Foi o que ocorreu, por exemplo, nos autos do recurso especial 2.043.003/SP. No caso julgado, o beneficiário, menor de idade, ajuizou ação contra a Amil pretendendo a cobertura do tratamento multidisciplinar prescrito, sem limite de sessões, bem como o reembolso integral das despesas.
O juízo de primeira instância atendeu o pedido quanto ao tratamento sem limite de sessões, mas excluiu a musicoterapia, que foi reincluída pelo Tribunal de Justiça de São Paulo (TJSP) no julgamento da apelação. No recurso ao STJ, a Amil alegou que os tratamentos não tinham cobertura contratual nem constavam da RN 465/2021 da ANS.
Porém, a ministra Nancy Andrighi entendeu que a musicoterapia fora incluída no Sistema Único de Saúde por meio da Política Nacional de Práticas Integrativas e Complementares, sendo, portanto, reconhecida pelo Ministério do Trabalho. Logo, a musicoterapia passou a integrar o tratamento multidisciplinar do TEA, devendo ser obrigatoriamente coberta pelos planos de saúde quando prescrita por médico.
O caso teve um desfecho feliz, mas somente após essa longa batalha judicial. Um caminho que, embora legítimo, é doloroso, exaustivo e caro. Segundo levantamento do CNJ, o número de processos judiciais sobre saúde aumentou mais de 130% nos últimos anos, com grande parte deles relacionados a demandas de pessoas com TEA. O tempo que deveria ser dedicado ao cuidado e à evolução da criança passa a ser dividido com audiências, petições, perícias, liminares e embates processuais.
E há um custo humano nisso tudo. São mães que deixam o emprego para acompanhar sessões de terapia, pais que se desdobram para arcar com tratamentos que ultrapassam em muitas vezes o valor do salário mínimo brasileiro. São famílias endividadas, esgotadas emocionalmente, porque o sistema de saúde suplementar insiste em recusas desproporcionais.

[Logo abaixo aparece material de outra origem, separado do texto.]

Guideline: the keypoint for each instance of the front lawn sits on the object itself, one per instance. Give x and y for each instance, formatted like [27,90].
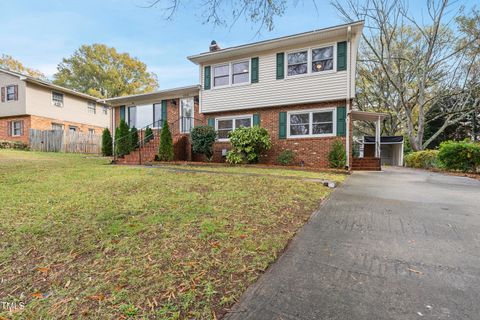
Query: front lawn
[83,239]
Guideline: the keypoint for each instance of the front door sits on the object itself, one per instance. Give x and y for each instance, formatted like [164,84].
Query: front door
[186,115]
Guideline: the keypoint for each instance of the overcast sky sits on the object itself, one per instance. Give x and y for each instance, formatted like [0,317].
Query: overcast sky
[41,33]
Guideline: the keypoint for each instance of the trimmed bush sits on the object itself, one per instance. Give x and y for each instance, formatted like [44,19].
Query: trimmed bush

Se os planos falham, a omissão do Estado também é eloquente. A Agência Nacional de Saúde Suplementar (ANS), embora tenha ampliado a cobertura obrigatória para casos de TEA nos últimos anos, ainda se mostra tímida na fiscalização e morosa nas sanções. Operadoras reincidentes continuam negando cobertura com base em argumentos padronizados, pois sabem que o custo de uma demanda judicial ainda é inferior ao custo de prestar o serviço corretamente.
É inaceitável que o acesso a tratamentos para o autismo ainda dependa de uma sentença judicial. O Judiciário tem feito sua parte e, felizmente, em muitos casos, tem decidido em favor dos pacientes. Contudo, o que isso revela é um sistema disfuncional, em que o direito à saúde só se concretiza quando alguém é obrigado judicialmente a cumpri-lo.

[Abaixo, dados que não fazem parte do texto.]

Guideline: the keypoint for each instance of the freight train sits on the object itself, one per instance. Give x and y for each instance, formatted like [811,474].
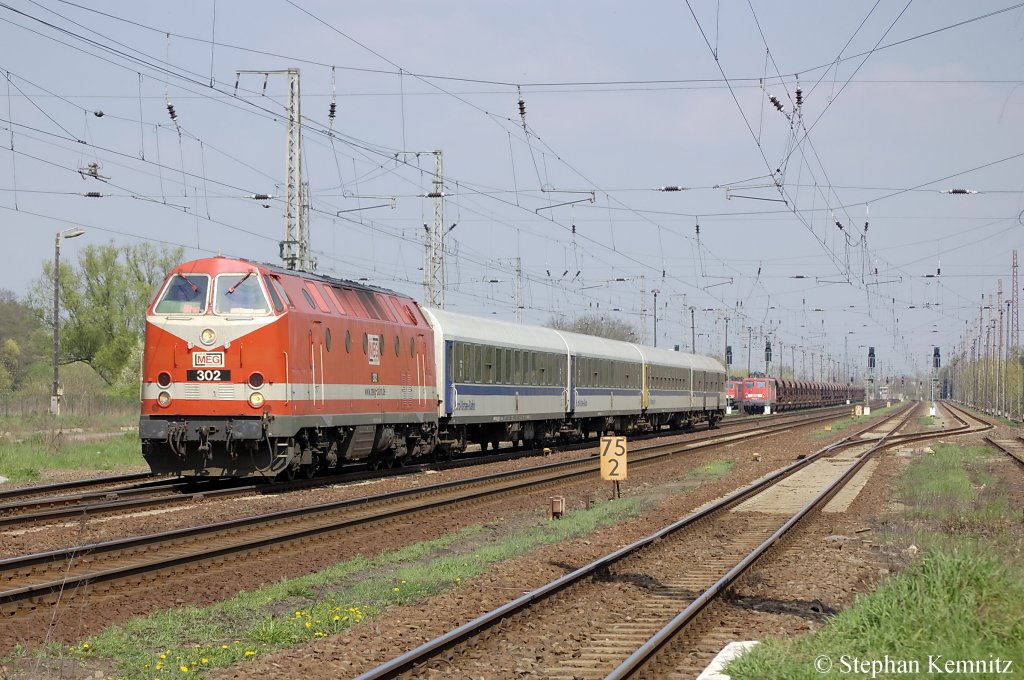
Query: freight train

Quando o Poder Judiciário compreende o autismo, ele deixa de ser apenas um julgador e passa a ser um verdadeiro garantidor de direitos. evolução desse tema é relevante, e cada vez mais se observam decisões fundamentadas na ciência, na empatia e na legalidade.
Neste cenário, embora louvável por um lado, por outro o Judiciário se tornou a única porta, mas que não deveria ser. A porta principal deveria ser a da dignidade, do respeito e da ética contratual. O tratamento de uma criança com TEA não é luxo, não é capricho. É direito. E um direito que, para ser negado, custa caro demais para as famílias e para a sociedade.
Este texto expressa a opinião do autor e não traduz, necessariamente, a opinião do Instituto Brasileiro de Executivos de Finanças do Espírito Santo.
*Teuller Pimenta é Advogado, Especialista em Direito e Processo Tributário, membro do Núcleo de Tributação Empresarial do IBEF-ES e do IBEF Academy.